Report Shows Third Consecutive Week of Big Boxed Beef Trade VolumeWed, 03 Sep 2014 10:12:14 CDT
On a regular basis, Ed Czerwein of the USDA Market News Office in Amarillo, Texas offers a review of the previous week's boxed beef trade. Here is the weekly boxed beef trade for week ending August 30th: The daily spot choice boxed beef cutout ended the week last Friday at $246.30 which was $3.47 lower than the previous week. There were 981 loads sold for the week in the daily box beef cutout, which was another very big week as retailers bought product for Labor day along with restocking shelves after the weekend. This was the biggest week in volume since the week before Thanksgiving last year.
As we have mentioned in the previous weeks there had been very few outfront sales earlier that were aimed at this Labor Day weekend so buyers had to purchase product pretty much as they needed it. We had big outfront sales in the last couple of weeks but they normally don’t actually get delivered for 22-90 days or longer which should start helping soon.
Another big test concerning the success of Labor Day will be measured this week, since the first few days after a big grilling holiday the orders usually roll in to restock the shelves.
The comprehensive or weekly average choice cutout which includes all types of sales was $247.26 which was $4.65 lower, and followed the daily cutout downward. However the big news for the week was that the total volume was very big again.

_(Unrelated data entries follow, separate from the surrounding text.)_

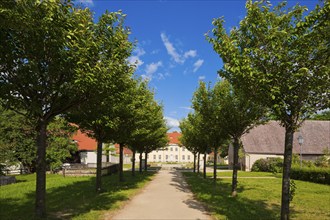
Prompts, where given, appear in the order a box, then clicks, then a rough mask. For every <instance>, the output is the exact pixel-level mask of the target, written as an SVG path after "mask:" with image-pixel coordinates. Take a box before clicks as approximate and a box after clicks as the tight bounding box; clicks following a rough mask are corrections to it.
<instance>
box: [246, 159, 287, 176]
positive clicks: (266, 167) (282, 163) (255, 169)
mask: <svg viewBox="0 0 330 220" xmlns="http://www.w3.org/2000/svg"><path fill="white" fill-rule="evenodd" d="M282 167H283V159H282V158H279V157H273V158H267V159H259V160H257V161H256V162H254V164H253V166H252V169H251V171H254V172H271V173H280V172H282Z"/></svg>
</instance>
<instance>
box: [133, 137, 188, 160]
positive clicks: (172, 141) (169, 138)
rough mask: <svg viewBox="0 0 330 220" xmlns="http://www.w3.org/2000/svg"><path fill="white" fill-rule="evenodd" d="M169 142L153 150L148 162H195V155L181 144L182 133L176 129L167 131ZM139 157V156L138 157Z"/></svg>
mask: <svg viewBox="0 0 330 220" xmlns="http://www.w3.org/2000/svg"><path fill="white" fill-rule="evenodd" d="M167 136H168V139H169V142H168V144H167V146H166V147H165V148H164V149H159V150H155V151H152V152H150V153H149V154H148V162H157V163H193V162H194V155H193V153H191V152H190V151H189V150H188V149H186V148H185V147H184V146H182V145H181V144H180V140H179V138H180V136H181V133H179V132H177V131H175V132H172V133H167ZM137 159H138V158H137Z"/></svg>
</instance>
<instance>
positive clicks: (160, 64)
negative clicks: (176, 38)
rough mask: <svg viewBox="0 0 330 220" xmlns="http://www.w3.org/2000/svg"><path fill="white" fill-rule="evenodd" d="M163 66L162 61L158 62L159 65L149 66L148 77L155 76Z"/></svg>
mask: <svg viewBox="0 0 330 220" xmlns="http://www.w3.org/2000/svg"><path fill="white" fill-rule="evenodd" d="M161 66H163V63H162V61H158V62H157V63H150V64H147V67H146V74H148V75H152V74H154V73H155V72H156V71H157V70H158V68H159V67H161Z"/></svg>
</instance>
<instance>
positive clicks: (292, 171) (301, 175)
mask: <svg viewBox="0 0 330 220" xmlns="http://www.w3.org/2000/svg"><path fill="white" fill-rule="evenodd" d="M290 178H291V179H295V180H303V181H308V182H313V183H321V184H327V185H330V168H321V167H313V168H311V167H302V168H300V167H292V168H291V174H290Z"/></svg>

The total reported Box Beef volume of 7,752 loads was 35 loads more than the previous week. That makes three weeks in a row of large load counts which included a lot of the business for outfront sales. The four week rolling or moving average for the box beef load count shows a very dramatic improvement in total sales as we dropped the prices. We have actually surpassed last year at a time when sales are usually in a more sideways pattern. Last year we saw the enormous spike in June and July when prices dropped and this year we moved that spike later in the summer when prices dropped. Out front sales during the past three weeks have added considerable volume to this spike.
The second big item for the the week was the Outfront sales which were 1,794 loads and was 105 loads more than the previous week. These out-front sales which had been very low for several months really skyrocketed on the heels of declining prices to heights that we have not seen in some time. Long term contracts made up a big portion of the outfront sales again this week. They normally don’t start delivering for at least 90 days and probably won’t impact until after Thanksgiving.
In the outfront sales for this week included over 2 million pounds lbs of brisket which were roughly 5 cents over the current trade. Round products showed about 3.5 million lbs and their average prices were steady to 6 lower compared to the negotiated trade and even much lower when compared to the formula trade. There was about 1.5 million lbs of tenderloins that saw average prices steady to as much as 20 cents lower than current prices. Also the previous two weeks have shown almost 2 million more lbs of tenderloins that were booked ahead. During the last three weeks these outfront sales totaled a whopping 4,700 loads and will be delivered 22 days or later after their sale was made. However as you saw from the average prices they are actually weaker than the current prices in many cases.
Exports dropped and were at 800 loads which was 131 loads lower. The formula sales were lower also and were at 3,271 loads which was about 42 percent of the total loads sold and 185 loads less than last week.
Another really interesting thing this week was that the latest avg National steer carcass weight for week ending August 16th was 4 lbs higher at 879 lbs which is not far from the previous all time record of 880 lbs set in the fall of 2012. This is quite early in the year to meet or exceed records so it looks like we might be headed for much higher weights this fall. That weekly carcass weight compared to 864 lbs last year, which makes it 15 lbs higher than last year. 15 lbs does not sound like much until you put it into perspective, since adding 15 lbs on every finished cattle carcass currently harvested is roughly the same as adding 9,000 extra 800 lb carcasses each week. We are definitely short of numbers but will make up for part of it with increased weights.